Moreover, the basic concept of balanced cantilever construction method is to attach the segments in an alternate manner at opposite ends of cantilevers supported by piers.
Furthermore, this method is easily adaptable to irregular and long span lengths, congested project sites, rough and water terrain, rail crossings, and environmentally sensitive areas.
Additionally, it is highly suitable for building cable-stayed bridges. This is because once segments are placed, they will be supported by new cable-stays in each erection stage. Therefore, no auxiliary supports are required, and hence it is both economical and practical method for long cable-stayed bridges.
Finally, this article presents balanced cantilever method of bridge construction.
details of cantilever method of bridge construction (Cast in situ segment)
Fig.1: details of cantilever method of bridge construction (Cast in situ segment)
details of cantilever method of bridge construction (precast segments)
Fig.2: details of cantilever method of bridge construction (precast segments)
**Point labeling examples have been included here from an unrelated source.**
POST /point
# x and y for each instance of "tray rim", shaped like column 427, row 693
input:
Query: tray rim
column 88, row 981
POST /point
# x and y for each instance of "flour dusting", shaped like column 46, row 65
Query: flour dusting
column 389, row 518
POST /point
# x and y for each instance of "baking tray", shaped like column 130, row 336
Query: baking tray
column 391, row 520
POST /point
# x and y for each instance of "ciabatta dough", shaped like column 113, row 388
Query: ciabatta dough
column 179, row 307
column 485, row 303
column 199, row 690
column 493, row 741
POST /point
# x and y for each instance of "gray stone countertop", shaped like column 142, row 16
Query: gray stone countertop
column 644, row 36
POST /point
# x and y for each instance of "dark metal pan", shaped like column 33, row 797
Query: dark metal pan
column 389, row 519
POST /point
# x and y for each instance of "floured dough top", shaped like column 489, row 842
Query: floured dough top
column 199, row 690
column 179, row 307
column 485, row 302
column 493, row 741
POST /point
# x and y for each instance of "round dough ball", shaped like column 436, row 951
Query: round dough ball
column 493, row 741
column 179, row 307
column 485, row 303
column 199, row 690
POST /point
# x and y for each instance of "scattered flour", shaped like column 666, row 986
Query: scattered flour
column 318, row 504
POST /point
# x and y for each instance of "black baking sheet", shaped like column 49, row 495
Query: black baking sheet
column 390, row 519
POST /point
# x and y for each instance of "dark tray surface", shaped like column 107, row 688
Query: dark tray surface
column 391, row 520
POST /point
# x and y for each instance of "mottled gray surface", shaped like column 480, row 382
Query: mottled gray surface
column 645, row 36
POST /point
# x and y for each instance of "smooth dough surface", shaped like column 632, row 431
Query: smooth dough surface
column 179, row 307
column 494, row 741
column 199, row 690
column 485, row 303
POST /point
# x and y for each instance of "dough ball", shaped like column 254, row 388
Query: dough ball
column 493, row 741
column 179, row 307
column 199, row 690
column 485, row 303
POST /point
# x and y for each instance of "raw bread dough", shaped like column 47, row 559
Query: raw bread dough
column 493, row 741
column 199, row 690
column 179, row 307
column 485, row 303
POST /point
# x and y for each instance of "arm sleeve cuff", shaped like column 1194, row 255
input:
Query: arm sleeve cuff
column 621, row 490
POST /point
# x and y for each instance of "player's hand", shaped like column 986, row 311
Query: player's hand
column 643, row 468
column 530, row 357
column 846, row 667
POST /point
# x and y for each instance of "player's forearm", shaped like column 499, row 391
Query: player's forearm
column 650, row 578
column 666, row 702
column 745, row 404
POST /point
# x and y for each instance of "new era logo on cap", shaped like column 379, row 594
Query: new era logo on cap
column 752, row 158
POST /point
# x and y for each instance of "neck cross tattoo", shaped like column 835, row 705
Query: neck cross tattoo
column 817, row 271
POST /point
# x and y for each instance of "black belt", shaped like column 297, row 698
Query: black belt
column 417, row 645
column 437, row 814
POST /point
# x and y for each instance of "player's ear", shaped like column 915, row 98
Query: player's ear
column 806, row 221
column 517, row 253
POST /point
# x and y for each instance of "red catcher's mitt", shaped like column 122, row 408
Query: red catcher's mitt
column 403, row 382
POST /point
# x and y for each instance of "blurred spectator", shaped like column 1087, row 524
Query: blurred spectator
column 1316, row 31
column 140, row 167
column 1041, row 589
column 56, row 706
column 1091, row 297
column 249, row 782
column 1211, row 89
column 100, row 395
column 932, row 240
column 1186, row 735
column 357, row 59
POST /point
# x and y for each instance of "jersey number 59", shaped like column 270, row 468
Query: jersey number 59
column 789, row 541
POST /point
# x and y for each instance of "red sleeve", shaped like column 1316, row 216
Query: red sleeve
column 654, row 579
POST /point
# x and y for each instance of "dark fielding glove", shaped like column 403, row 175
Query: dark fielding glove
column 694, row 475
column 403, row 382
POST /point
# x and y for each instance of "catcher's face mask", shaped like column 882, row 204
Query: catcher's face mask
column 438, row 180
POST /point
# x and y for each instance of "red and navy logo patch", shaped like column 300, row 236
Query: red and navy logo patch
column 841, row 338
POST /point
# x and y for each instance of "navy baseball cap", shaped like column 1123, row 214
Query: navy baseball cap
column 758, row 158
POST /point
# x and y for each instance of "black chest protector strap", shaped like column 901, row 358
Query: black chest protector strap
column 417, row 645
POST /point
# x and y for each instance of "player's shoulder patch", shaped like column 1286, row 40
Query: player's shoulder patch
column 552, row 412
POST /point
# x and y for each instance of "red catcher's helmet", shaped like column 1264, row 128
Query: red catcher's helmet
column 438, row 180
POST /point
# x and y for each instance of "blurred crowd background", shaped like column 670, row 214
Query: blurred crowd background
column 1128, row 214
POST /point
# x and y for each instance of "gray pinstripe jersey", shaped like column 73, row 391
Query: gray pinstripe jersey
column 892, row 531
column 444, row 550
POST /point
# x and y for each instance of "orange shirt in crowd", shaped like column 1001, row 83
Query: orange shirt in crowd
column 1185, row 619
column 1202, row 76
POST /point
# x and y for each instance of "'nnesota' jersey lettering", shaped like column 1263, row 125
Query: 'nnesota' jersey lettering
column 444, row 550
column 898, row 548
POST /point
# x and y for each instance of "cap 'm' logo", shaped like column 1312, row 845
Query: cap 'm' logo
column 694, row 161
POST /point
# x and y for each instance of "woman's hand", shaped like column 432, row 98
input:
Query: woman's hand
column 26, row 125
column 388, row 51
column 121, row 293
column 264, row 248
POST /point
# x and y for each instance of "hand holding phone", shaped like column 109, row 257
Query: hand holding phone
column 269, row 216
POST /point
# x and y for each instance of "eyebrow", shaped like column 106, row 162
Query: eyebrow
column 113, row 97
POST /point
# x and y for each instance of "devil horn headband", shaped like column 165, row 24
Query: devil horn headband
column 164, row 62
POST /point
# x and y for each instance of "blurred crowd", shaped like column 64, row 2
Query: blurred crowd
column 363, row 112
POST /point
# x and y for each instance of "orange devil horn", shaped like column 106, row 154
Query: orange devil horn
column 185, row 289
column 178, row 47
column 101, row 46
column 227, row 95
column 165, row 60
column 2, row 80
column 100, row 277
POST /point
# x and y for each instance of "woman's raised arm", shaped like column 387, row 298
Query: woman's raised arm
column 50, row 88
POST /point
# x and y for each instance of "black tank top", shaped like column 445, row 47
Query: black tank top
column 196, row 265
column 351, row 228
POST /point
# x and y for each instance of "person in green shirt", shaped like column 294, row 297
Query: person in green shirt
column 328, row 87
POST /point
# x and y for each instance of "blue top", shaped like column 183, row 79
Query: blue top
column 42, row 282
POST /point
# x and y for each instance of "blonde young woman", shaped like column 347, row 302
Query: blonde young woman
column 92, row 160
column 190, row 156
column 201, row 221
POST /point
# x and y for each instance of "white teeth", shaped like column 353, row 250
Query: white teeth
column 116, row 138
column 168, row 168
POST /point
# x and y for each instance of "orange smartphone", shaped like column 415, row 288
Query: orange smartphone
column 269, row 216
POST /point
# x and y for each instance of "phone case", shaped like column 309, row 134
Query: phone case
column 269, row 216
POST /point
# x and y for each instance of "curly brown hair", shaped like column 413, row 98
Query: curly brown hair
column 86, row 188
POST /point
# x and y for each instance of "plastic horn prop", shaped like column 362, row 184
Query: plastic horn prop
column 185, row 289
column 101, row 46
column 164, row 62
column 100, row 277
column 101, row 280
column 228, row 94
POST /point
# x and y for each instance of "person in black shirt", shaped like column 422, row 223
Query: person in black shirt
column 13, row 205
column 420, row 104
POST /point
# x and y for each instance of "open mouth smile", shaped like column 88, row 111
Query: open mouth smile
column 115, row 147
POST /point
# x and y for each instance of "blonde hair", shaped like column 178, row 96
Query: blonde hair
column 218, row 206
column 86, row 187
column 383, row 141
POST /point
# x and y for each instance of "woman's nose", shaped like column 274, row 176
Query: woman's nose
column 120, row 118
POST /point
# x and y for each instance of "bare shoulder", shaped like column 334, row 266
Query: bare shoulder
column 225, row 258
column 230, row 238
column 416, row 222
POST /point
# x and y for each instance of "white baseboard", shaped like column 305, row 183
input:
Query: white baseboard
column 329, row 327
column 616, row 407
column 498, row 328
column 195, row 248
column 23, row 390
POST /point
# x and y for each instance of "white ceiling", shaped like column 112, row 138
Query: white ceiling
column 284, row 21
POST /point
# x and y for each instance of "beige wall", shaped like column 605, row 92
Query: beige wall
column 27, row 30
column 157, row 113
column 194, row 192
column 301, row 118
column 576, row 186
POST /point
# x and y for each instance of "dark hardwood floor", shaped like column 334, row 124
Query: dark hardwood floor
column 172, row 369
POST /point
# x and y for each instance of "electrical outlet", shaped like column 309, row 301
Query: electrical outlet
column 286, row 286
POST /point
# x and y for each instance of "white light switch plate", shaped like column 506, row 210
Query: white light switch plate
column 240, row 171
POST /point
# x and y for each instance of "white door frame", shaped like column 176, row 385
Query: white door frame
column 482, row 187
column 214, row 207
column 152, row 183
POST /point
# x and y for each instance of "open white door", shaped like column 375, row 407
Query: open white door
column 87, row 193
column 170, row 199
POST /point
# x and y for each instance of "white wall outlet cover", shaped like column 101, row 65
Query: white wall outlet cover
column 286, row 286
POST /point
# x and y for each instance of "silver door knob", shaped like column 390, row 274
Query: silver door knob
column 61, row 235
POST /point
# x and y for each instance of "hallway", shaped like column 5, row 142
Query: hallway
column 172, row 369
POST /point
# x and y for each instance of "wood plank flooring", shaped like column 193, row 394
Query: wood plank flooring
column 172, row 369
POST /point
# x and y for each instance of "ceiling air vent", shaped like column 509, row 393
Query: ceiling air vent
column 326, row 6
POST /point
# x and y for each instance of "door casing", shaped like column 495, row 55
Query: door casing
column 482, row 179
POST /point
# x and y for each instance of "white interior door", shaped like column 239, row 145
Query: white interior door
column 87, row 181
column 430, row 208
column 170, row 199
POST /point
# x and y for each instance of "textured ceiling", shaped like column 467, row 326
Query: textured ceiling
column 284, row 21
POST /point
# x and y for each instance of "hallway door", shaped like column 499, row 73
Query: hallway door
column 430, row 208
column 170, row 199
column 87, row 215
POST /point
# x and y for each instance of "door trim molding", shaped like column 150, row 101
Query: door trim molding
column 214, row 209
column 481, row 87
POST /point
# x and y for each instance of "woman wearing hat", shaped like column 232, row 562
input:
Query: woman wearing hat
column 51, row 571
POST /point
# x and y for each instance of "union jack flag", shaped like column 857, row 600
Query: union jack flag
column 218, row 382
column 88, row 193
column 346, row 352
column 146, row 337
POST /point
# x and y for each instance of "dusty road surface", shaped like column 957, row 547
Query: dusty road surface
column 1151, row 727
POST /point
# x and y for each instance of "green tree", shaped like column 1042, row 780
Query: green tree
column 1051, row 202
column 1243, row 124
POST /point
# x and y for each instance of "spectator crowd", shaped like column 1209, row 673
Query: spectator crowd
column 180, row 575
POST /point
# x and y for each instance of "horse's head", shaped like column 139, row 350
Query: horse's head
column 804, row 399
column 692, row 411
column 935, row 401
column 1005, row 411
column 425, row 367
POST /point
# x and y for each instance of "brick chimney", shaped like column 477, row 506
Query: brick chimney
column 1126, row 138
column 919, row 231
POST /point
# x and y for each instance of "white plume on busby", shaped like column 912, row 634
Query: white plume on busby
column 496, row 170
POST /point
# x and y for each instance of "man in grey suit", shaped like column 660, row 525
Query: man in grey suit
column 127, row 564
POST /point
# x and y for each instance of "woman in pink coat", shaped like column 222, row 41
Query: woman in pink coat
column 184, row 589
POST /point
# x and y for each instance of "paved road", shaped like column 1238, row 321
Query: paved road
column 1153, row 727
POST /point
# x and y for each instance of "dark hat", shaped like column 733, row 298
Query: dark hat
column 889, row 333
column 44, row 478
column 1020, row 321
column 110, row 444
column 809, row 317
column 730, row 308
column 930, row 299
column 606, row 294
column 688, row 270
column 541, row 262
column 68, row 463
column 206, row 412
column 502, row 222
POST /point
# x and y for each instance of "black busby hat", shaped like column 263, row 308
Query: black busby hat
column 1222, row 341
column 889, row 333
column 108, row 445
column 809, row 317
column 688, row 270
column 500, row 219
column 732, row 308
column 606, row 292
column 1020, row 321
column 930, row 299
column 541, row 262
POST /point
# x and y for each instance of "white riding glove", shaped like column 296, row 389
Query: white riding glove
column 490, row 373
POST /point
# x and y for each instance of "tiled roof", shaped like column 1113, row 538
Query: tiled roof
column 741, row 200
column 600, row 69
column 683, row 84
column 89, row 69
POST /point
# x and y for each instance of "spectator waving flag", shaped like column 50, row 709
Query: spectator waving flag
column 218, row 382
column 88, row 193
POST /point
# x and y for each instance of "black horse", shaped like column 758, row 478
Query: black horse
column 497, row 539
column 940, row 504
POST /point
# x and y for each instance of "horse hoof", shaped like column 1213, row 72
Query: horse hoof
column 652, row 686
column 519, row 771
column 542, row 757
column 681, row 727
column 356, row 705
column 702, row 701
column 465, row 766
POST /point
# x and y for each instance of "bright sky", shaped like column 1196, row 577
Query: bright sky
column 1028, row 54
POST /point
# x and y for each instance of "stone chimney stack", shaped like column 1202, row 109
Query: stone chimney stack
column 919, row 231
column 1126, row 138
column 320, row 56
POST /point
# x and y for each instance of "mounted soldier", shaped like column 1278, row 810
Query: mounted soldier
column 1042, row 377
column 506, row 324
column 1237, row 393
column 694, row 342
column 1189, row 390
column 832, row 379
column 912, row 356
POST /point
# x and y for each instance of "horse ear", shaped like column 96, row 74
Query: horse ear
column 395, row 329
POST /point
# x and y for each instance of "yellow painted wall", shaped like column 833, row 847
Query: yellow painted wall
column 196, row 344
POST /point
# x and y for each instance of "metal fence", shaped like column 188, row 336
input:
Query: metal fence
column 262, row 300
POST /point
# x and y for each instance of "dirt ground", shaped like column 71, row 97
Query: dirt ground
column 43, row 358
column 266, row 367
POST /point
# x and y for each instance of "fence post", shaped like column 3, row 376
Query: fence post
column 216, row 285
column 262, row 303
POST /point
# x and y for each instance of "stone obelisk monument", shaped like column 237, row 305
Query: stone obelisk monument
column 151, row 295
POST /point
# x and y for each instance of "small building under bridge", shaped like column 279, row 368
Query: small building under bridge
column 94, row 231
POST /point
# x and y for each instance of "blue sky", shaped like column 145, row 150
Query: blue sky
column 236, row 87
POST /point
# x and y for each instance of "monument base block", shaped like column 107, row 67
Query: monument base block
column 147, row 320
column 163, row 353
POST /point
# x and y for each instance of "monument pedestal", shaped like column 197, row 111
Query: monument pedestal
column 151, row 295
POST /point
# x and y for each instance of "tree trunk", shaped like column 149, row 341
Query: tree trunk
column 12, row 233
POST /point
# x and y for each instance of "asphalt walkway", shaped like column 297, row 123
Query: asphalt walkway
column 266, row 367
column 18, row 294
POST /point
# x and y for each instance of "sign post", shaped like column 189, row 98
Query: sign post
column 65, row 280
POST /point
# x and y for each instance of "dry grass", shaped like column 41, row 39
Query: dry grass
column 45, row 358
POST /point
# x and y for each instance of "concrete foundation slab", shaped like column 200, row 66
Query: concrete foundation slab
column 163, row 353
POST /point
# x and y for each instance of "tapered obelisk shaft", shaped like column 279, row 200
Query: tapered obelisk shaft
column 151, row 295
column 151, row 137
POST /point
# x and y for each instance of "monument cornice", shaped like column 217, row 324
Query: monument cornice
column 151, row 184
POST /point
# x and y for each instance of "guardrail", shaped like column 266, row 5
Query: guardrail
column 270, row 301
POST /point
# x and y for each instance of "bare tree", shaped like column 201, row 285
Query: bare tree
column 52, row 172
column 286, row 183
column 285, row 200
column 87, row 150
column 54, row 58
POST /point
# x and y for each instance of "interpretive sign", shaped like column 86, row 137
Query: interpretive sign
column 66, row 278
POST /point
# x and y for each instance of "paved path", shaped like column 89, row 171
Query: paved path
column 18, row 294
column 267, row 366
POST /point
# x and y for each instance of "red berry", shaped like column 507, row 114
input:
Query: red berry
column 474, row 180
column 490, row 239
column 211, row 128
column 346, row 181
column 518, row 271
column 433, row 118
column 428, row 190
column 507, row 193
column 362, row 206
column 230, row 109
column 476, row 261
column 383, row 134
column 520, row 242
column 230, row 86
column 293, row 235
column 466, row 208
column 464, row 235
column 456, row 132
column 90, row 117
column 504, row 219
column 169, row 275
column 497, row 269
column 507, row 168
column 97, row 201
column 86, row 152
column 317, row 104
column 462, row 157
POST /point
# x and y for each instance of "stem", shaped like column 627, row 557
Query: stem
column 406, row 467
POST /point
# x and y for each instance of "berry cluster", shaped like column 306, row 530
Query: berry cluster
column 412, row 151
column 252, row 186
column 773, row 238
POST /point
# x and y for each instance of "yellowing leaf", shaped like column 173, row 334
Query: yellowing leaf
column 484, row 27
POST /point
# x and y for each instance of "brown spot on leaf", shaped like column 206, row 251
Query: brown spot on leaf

Procedure for balanced cantilever method of cast-in-situ bridge Construction

1- After the construction of lower infrastructure of the bridge is completed, fig.3. Bridge construction begins at each pier. Special formwork is positioned and cast-in-situ pier segment is begun, fig.4. The complete pier segment is then used as an erection platform to support a form traveler for cast-in-place segments.
construction of lower infrastructure of bridge
Fig.3: construction of lower infrastructure of bridge
Positioning of special formwork
Fig.4: Positioning of special formwork
3- Thereafter, soffit shuttering, shuttering for web & deck shuttering is fixed on both sides of pier as shown in fig.5 and fig.6.
Soffit, web, and Deck shuttering
Fig.5: Soffit, web, and Deck shuttering
shuttering soffit, web, and decks
Fig.6: shuttering soffit, web, and decks
5- Then concreting is done on both sides of the pier as shown in fig.7 and fig.8. The segment production rate for form travelers is usually one segment every 5 days per traveler.
Cast-in-situ segments range between 3m to 5m in length with formwork moving in tandem with each segment. Segment construction is continued until a joining midpoint is reached where a balanced pair is closed as demonstrated in fig.9. The construction of closer section of a bridge is shown in fig.10.
concrete placement
Fig.7: concrete placement
Concrete placement
Fig.8: Concrete placement
bridge construction progression
Fig.9: bridge construction progression
Construction of closer section of the bridge
Fig.10: Construction of closer section of the bridge

Sequence of balanced cantilever method of precast bridge construction

1- Foundations and pier shafts of all permanent piers in the main unit are constructed.
2- Once the piers are built, they are used as an erection platform for precast segments.
Pier construction
Fig.11: Pier construction
3- Assemble and install lifting frame
lifting frame
Fig.12: lifting frame
4- Place first pair of precast segments.
5- Construct wet joints
6- Cure the wet joints
7- Then, install next pair of precast segments. After that, construct and cure joints. This procedure continues till the end of construction process.
8- Finally, remove the lifting frame.
End span segment o false work
Fig.13: End span segment o false work

Casting of precast segments

There are two methods for precast segment casting which include:
  • Short line method: In this rate of segment production is slow. Three or four segments cast at a time.
  • Long line method: In this rate of segment production is fast. Segments equal to one span cast at a time.
Short line segment casting
Fig.14: Short line segment casting
Long line segment casting
Fig.15: Long line segment casting

Cast-in-Place Segments Vs precast segments

  • Cast-in-place construction proves to be very beneficial when large, considerably heavy segments are required to be constructed. So, instead of handling the segments, only materials have to be transported thus influencing the type and size of required equipment.
  • Alignment variations and corrections are more easily accommodated in cast-in-place construction; but more corrections will probably be necessary.The increase in alignment corrections for cast-in-place construction compared to precast construction relates directly to the age of the concrete when loaded. By and large, the concrete is much younger when loaded in cast-in-place construction.